だが、それを言えば、すべてが混乱するかもしれない。
そこで、俺は逆に問い返した。
「……あなたこそ、俺の存在に、あまり違和感を抱いていないように見えます」
スグルは少し驚いたように目を瞬かせたが、やがて静かに語り始めた。
四年前、姉の危篤でこの屋敷に戻ったこと。
姉の遺言で屋敷を継いだこと。
そして――代々この家が守ってきた“徴”、滝の部屋の結界を守る使命を、継がなくてよいと言われたこと。
「姉は臨終の間際に言った。『数年後、異変が起きる。それとともに滝の部屋の使命も終わる』と。……君が現れたとき、私はそれを思い出した。異変とは、これだったのだと」
その言葉は、淡々としているのに、どこか重かった。
俺は決意した。
もう隠すべきではない。
「スグルおじさん……実は俺は、ワタルなんです」
スグルの目が大きく見開かれた。
驚きと、理解しようとする意志が入り混じった表情だった。
「フランソワが滝の洞窟から現れたとき、俺は部屋の前にいて、彼女を見て……驚いて気を失いました。気がつくと、この体になっていたんです。フランソワの体験も、すべて理解できる。だから、体はフランソワでも、意識はワタルなんです」
スグルは長く息を吐いた。
「……受け入れるしかないのだね。君も、私も」
そして、静かに尋ねた。
「これから、どうするつもりだ」
「俺はワタルに戻らなければならない。フランソワも、ナポレオン軍へ戻らなければならない。そのために、行動を起こします」
「どうすれば戻れる?」
「……わかりません。ただ、行ってみたい場所があります。協力していただけませんか」
スグルはしばらく考え、うなずいた。
「わかった。だが、今日はもう遅い。
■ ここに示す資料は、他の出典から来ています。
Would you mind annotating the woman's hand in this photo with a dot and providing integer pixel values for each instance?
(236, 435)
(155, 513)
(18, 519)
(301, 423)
休みなさい」
その言葉に従い、俺はミツコの部屋へ戻った。
廊下の灯りは弱く、壁に映る影が揺れている。
屋敷の静けさは深く、どこか遠くで水の音がかすかに響いていた。
布団に横たわると、天井の暗がりがゆっくりと形を変えるように見えた。
まるで、屋敷そのものが、これから起こることを知っているかのように。
――異変は、まだ始まったばかりだ。